Some say this verdict is the best outcome he could have hoped for.
Many South Africans have questioned the judge’s decision to acquit him of murder and argue that the prosecution may have grounds to appeal.
For now, the Pistorius family seem relieved. But in the benches opposite them, friends and relatives of model Reeva Steenkamp wept, while others, including her mother June, seemed shell-shocked.
The double amputee had denied murdering Ms Steenkamp after a row on Valentine’s Day last year, saying he shot her by mistake.
With this the judge agreed, saying “it cannot be said that the accused did not entertain a genuine belief that there was an intruder”.

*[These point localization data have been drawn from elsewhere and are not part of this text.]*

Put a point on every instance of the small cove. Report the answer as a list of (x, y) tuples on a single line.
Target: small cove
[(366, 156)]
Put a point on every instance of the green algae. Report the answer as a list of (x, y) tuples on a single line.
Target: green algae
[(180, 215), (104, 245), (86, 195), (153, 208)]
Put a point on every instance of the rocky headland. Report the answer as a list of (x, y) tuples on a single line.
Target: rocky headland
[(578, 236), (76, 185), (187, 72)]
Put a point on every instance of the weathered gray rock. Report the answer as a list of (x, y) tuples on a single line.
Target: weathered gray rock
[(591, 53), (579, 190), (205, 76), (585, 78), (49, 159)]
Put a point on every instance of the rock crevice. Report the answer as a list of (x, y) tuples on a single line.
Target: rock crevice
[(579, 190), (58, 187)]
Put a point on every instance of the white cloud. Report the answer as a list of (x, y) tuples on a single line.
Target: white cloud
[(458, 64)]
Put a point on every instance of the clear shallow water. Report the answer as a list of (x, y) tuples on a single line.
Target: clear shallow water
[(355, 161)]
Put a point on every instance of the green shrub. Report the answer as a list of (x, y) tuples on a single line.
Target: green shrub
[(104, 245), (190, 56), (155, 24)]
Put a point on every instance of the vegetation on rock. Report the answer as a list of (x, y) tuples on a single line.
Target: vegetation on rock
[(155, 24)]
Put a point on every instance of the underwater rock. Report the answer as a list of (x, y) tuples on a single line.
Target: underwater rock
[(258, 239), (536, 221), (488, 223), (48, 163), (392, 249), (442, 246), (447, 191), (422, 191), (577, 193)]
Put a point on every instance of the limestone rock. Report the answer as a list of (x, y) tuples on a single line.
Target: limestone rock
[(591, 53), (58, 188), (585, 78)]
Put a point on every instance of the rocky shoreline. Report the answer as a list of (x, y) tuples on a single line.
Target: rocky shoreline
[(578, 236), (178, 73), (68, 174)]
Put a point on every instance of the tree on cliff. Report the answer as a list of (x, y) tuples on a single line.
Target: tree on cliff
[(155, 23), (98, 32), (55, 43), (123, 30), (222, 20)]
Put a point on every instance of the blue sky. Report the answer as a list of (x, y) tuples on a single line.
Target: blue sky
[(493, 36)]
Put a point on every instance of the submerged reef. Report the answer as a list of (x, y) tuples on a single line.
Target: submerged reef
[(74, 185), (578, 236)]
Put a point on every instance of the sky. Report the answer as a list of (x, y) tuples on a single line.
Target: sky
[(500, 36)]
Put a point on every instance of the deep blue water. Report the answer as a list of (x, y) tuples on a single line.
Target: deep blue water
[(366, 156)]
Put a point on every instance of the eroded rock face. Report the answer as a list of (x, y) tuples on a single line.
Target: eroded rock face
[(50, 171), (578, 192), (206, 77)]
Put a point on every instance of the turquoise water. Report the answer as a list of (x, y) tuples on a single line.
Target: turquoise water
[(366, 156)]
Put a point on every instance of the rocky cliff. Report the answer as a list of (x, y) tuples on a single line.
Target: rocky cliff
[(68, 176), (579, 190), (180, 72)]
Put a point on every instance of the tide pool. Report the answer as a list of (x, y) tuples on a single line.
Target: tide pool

But she said: “The accused knew there was a person behind the toilet door; he chose to use a firearm.
“I am of the view the accused acted too hastily and used too much force. It is clear his conduct is negligent.”
Pistorius was convicted on an unrelated firearms charge – negligently handling a firearm that went off in a crowded restaurant.
He was acquitted of another charge of firing a gun in public, through the sunroof of a car, and of a charge of illegal possession of ammunition in the home where he killed Ms Steenkamp.